Inevitabile, pur con tutti gli sforzi di non risultare banali, spezzare
i legami che uniscono questo disco all'ultimo scorcio di carriera di Johnny
Cash, non fosse altro che il terzo capitolo dei celebrati American Recordings
prendeva a prestito nel titolo proprio la Solitary Man scritta dall'uomo
in questione, Neil Diamond. Per troppo tempo, trent'anni almeno,
rinchiuso nella sue torre dorata (115 milioni di copie vendute non sono
un dato secondario) di performer sopra le righe, ai limiti del kitch,
adorato da un pubbico "indistinto", che nella sua pop music
edulcorata e senile non ravvisava nulla - e poco gli importava forse -
del talento di quel giovane songwriter approdato a New York nei primi
anni sessanta.
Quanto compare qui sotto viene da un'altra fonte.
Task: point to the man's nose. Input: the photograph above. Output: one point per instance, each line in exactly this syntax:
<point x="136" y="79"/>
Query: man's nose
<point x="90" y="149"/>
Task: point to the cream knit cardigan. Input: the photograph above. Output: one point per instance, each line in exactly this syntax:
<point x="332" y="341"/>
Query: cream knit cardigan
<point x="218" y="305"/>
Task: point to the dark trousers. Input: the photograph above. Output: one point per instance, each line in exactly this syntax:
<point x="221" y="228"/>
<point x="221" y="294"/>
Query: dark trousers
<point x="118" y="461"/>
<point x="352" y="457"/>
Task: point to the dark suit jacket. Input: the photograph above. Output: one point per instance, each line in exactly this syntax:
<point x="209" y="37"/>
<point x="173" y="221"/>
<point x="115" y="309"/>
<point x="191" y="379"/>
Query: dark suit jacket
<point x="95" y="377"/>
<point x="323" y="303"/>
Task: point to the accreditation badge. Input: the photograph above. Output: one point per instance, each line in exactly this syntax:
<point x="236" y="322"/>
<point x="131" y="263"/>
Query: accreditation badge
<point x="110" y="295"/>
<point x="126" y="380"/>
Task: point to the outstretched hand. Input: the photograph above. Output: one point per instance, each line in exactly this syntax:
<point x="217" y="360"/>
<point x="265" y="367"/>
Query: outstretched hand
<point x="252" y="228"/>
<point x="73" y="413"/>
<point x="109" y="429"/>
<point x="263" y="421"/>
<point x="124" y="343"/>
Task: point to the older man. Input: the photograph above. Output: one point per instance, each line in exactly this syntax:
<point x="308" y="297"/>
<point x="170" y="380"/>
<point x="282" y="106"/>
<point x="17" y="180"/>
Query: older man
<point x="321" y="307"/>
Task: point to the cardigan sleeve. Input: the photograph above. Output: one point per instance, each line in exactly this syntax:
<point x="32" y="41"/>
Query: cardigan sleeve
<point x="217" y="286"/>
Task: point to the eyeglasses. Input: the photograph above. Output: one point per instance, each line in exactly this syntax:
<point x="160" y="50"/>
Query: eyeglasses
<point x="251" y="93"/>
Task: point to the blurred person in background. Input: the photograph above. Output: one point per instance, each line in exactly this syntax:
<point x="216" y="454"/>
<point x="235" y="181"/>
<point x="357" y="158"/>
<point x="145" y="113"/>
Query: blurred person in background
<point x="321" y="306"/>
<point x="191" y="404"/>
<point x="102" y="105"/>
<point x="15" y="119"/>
Eppure Neil Diamond un cavallo di razza lo è stato
almeno per un decennio: basta scorrere l'elenco infinito di hits scritte
in quel periodo per sè e conto terzi, rammentando che dietro I'm
a Believer, Solitary Man, Sweet Caroline, Girl You'll Be A Woman Soon,
Red Red Wine c'era la sua firma. Rick Rubin, il barbuto produttore
dalle infinite risorse, evidentemente non aveva dimenticato questo dettaglio
e con lungimiranza ha deciso di compiere un'operazione di "rinascita"
che superficialmente si accosta per forza di cose a quella di Johnny Cash.
In 12 Songs sono presenti gli stessi musicisti - Mike
Campbell e Bemmonth Tench dagli Heartbreakers di Tom Petty
- più il redivivo Billy Preston al piano e Smokey Hormel
(Tom Waits) alla chitarra; c'è quel suono spolpato, epico e prettamente
acustico, che riporta a galla il Neil Diamond folksinger e autore; c'è
soprattutto una voce che resta tra le più intense della storia
della pop music. Particolari che tuttavia non possono nascondere le abissali
differenze di tensione emotiva con The Man in Black, tanto è
vero che gli azzardi di certa stampa americana - che ha rispolverato il
senso di morte delle ultime registrazioni di Cash - sembrano una forzatura
fuori misura. Invero Diamond non ha chiesto questo paragone e tutto ciò
non è certamente onesto nei suoi confronti. Una prima parte più
folkie e intimista che enfatizza il pathos dell'interpretazione in Hell
Yeah e Captain of a Shipwreck, una pop song sotto mentite spoglie
acustiche (Save Me a saturday Night), quindi una costante crescita
di ambientazioni e arrangiamenti nella seconda parte, con le vette di
Delirious Love, I'm On to You (jazzata e notturna, con una
sezione fiati) e della soul-oriented Man of God (soprassedendo
sul testo), fino alla spensieratezza dei giorni migliori con We.
In 12 Songs il songwriting non puà brillare come ai tempi del cosiddetto
"Brill Building" newyorchese, se non a sprazzi, ma alcune ballate
scaldano davvero il cuore e i suoni hanno un impasto a dir poco mirabile.